As the year passed, the north winds began to rage, and furious waves slapped the shore. The people ran for their homes to hide, and as they ran they called out to the poet. "Please come to our houses. The river is no place for a man alone."

They cried, "The dragons will destroy you."

But the only thing that made Qu Yuan happy in those days was the sight of his river goddess. He wrote poems and sang to her. Day after day they sat together, inhaling the sights, scents and sounds of this faraway world.

"We understand each other," Qu Yuan wrote. "We understand each other because we are both misunderstood."

The dragon moved closer for she knew this man was as lonely as any dragon, and his words touched her heart.

Each day at twilight, when the dragon returned to her underwater home, Qu Yuan grew sad again. "If only my goddess would stay with me," he sighed.

Sometimes he wept himself to sleep and thought again of King Chu and of his desire to serve his king and his country.

Then one night the people learned the news, and they ran to tell Qu Yuan. King Qin had overthrown their king. The man King Chu had trusted, the man King Chu believed to be his friend had betrayed him.

Qu Yuan had been right all along. And now King Chu was gone.

Qu Yuan wept at this news, and the next day when the River Goddess swam to his side, he said to her, "I have nothing more to live for. The king I loved and wished to serve is gone forever. If only he had listened to me…

The dragon's eyes filled with tears as she listened to the poet speak of his sorrow, and she whispered, "If only you could come to live with me under the river."

When Qu Yuan heard this, his eyes lit up. "I know. I'll follow you. I'll live under the water," and with that he leapt into the river. "You are the only creature in the world who understands me."

But Qu Yuan could not swim. He began to drown, and when the dragon saw this, she reached for him and clutched him to her side. In that moment a fisherman nearby heard the splash and cry.

When the fisherman looked up he saw Qu Yuan in the dragon's grasp. "The dragon is taking our poet! Come! Help save Qu Yuan!"

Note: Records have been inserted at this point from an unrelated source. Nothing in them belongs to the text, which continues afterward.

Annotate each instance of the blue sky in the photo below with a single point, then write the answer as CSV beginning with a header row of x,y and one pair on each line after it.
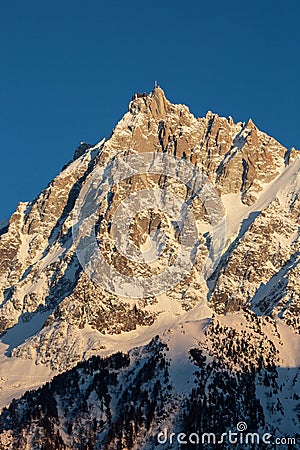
x,y
69,69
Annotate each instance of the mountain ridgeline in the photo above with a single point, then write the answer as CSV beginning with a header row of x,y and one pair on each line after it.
x,y
83,367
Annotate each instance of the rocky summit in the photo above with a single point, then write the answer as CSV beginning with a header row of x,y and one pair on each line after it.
x,y
88,366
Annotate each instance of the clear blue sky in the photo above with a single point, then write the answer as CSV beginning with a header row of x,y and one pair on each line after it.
x,y
69,69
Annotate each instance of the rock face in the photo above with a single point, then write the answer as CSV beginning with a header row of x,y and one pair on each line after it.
x,y
54,315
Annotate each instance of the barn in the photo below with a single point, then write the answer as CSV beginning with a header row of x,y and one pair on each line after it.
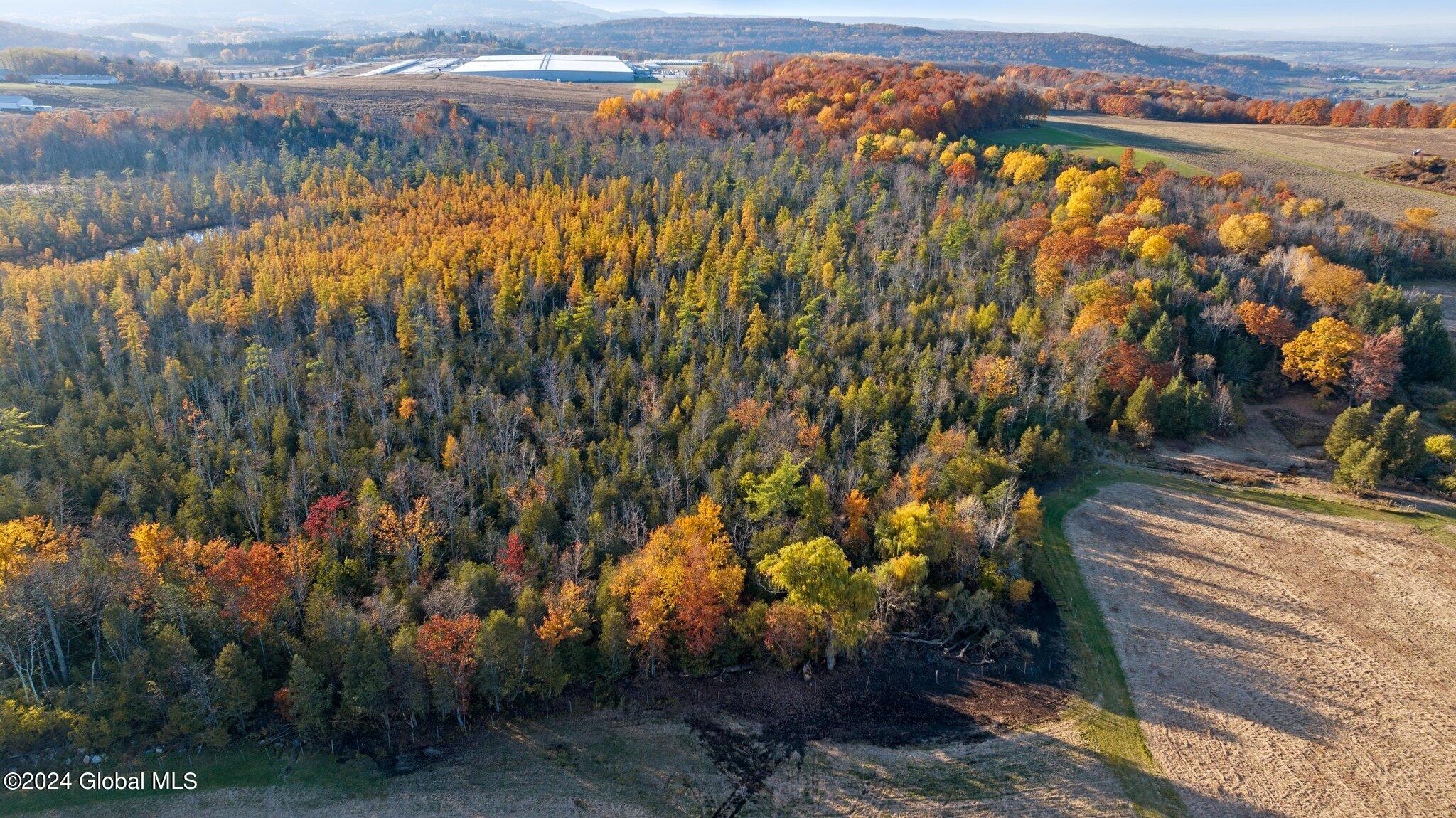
x,y
562,68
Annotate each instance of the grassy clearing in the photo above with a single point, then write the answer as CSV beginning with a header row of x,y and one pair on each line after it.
x,y
237,769
1433,523
105,98
1083,144
1106,712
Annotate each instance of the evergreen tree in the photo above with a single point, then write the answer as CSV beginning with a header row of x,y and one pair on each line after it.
x,y
1351,425
237,686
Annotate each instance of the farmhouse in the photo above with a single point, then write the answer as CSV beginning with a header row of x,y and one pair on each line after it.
x,y
564,68
76,79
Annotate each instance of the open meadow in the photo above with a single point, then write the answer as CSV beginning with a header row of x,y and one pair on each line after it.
x,y
1325,162
95,100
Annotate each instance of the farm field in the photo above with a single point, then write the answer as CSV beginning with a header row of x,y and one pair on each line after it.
x,y
1325,162
647,766
1282,663
107,98
404,95
1091,146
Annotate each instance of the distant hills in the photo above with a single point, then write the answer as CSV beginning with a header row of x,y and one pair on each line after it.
x,y
687,37
14,36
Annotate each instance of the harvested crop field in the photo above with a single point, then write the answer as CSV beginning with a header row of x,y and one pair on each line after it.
x,y
1282,663
404,95
1325,162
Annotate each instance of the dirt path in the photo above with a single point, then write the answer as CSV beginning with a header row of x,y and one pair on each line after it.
x,y
1327,162
1283,664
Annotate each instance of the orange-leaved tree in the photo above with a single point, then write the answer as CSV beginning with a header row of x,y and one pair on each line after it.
x,y
682,584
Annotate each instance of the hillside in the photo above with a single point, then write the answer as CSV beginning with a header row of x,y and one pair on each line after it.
x,y
16,36
958,48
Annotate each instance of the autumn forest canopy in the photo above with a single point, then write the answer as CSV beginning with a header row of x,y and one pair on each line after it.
x,y
348,430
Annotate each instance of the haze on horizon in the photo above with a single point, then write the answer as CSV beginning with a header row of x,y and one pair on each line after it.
x,y
1411,21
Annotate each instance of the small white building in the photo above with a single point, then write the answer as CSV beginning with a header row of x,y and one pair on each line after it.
x,y
76,79
562,68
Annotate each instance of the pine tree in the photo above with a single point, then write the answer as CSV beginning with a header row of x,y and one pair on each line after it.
x,y
1351,425
1142,408
237,686
311,701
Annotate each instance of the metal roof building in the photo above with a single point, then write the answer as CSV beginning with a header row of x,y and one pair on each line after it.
x,y
76,79
565,68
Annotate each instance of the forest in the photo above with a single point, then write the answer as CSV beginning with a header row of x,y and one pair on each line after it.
x,y
451,417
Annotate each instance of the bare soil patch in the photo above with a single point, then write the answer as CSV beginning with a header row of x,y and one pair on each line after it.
x,y
1282,663
1430,174
907,733
1278,442
397,97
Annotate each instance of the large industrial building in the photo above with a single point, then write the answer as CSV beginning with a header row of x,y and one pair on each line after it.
x,y
562,68
76,79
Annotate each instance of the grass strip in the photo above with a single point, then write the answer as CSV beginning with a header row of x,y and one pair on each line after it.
x,y
1106,712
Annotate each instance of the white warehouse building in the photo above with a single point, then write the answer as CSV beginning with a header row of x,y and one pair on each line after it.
x,y
564,68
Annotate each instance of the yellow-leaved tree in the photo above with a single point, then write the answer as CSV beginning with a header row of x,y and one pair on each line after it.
x,y
1322,354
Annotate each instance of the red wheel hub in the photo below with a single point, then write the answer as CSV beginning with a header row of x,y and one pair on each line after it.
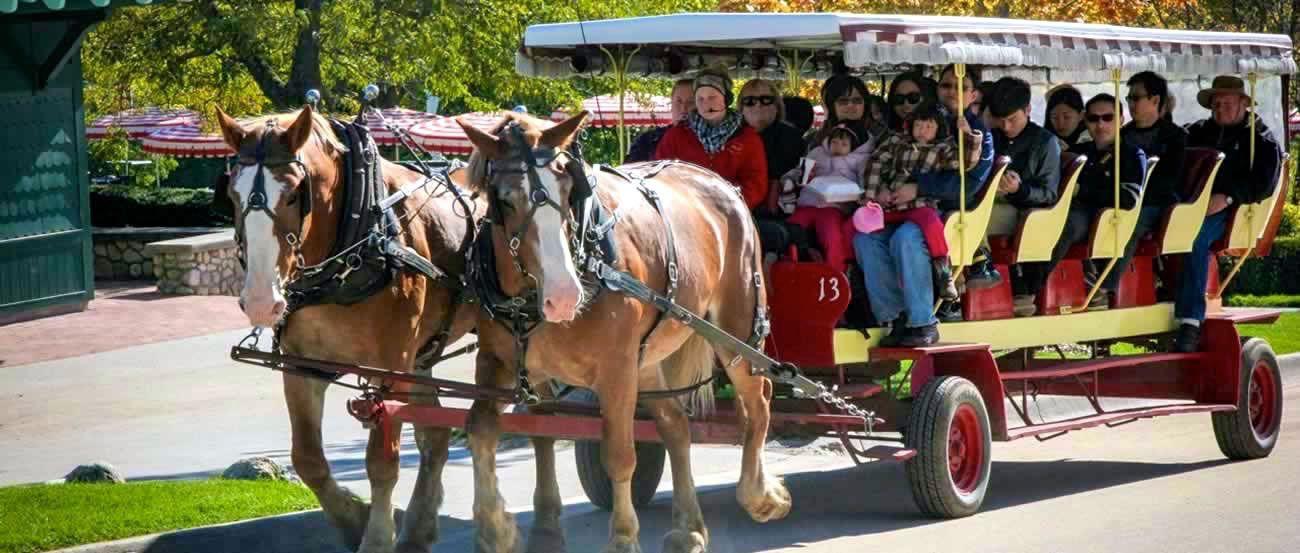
x,y
1262,401
965,449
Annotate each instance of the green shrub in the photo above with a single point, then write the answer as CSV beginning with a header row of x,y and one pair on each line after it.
x,y
135,206
1268,276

A moment later dozens of villagers were racing to the river's edge. They climbed into their boats and paddled as fast as they could toward Qu Yuan who clung with all his strength to his goddess. When Qu Yuan saw the people slapping their paddles upon the surface of the water, trying to frighten the dragon, and when he saw them raise their spears to kill his beloved, he pushed with all his strength, taking the dragon with him under the water.

The people were horrified and moved more quickly forward, but then, from beneath the surface, their poet rose out of the river, transformed, more like a water creature now than man.

"The dragons have drowned our poet," the people wept, but Qu Yuan raised his arm and called to them. "No, no, do not believe all that you see. I am saved!"

They stopped to listen.

"Listen to your hearts. Only your heart will tell you the truth." And then Qu Yuan dived beneath the water and disappeared forever.

That night the people gathered in their village to talk of what they had seen and heard. They understood the dragon had not killed their poet. She had rescued him. The dragons were not their enemies. Now they must reconsider what they saw and trust their hearts.

And in memory of the poet they had so loved, they paddled to the river and tossed rice upon the water to feed his soul and the souls of the dragons. They carved boats in the shape of those mystical dragons—dragon boats. And every year since that, the people paddle to the river in their dragon boats and toss their rice in honor of the wisdom of the heart.